22.09.2017  Digitalisierung der Industrie

Internet der Sprünge - Blockchain verändert alles

Von Eva Müller
REUTERS

2. Teil: Killerapplikation Bitcoin beweist, dass das Blockchain-Prinzip funktioniert

Das Blockchain-Prinzip birgt tatsächlich gigantisches Potenzial für Veränderungen: Mithilfe der digitalen Kassenbücher lassen sich Werte wie Geld, Aktien, Patente oder Eigentumsrechte eindeutig einem Besitzer zuordnen, absolut fälschungssicher übertragen und für alle Teilnehmer transparent darstellen. Mittelsmänner wie Banken oder Notare, die bisher noch als vertrauensbildende Institutionen bei Geschäftsabschlüssen vonnöten waren, wären überflüssig.

Dass die Blockchain-Technik tatsächlich funktioniert, beweist seit Jahren deren Killerapplikation Bitcoin. Eine Einheit der digitalen Währung ist deutlich mehr wert als eine Feinunze Gold - auch wenn die Bundesbank vor Spekulationen mit der Kryptowährung warnt.

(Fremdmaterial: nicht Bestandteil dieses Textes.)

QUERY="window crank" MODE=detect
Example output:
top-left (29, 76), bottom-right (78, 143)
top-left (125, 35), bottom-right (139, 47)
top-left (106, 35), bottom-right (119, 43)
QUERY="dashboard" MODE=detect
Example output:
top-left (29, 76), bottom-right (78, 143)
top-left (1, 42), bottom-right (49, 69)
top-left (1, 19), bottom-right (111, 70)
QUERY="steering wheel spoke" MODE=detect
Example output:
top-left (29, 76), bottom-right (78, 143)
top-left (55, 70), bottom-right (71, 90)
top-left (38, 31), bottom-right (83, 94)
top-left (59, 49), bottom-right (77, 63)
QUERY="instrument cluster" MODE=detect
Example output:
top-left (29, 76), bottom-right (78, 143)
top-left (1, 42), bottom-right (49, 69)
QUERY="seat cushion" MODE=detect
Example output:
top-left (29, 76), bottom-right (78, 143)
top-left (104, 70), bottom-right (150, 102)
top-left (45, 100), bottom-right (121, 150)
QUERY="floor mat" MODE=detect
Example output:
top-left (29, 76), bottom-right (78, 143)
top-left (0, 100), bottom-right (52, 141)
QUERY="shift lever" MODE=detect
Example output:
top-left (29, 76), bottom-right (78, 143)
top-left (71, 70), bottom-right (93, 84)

Die Faszination für die Grundlage des Digitalgeldes ist längst nicht auf die Finanzwelt beschränkt. Denn Blockchain taugt zu weit mehr als nur zur Abwicklung von Zahlungen. Das Produktversprechen, digitale Geschäfte und Verträge zwischen Millionen von Teilnehmern hochsicher abwickeln zu können, elektrisiert Unternehmen aus den unterschiedlichsten Branchen - von der Energiewirtschaft über das produzierende Gewerbe bis hin zum Handel. Die damit verbundenen Produktivitätssprünge wären gigantisch.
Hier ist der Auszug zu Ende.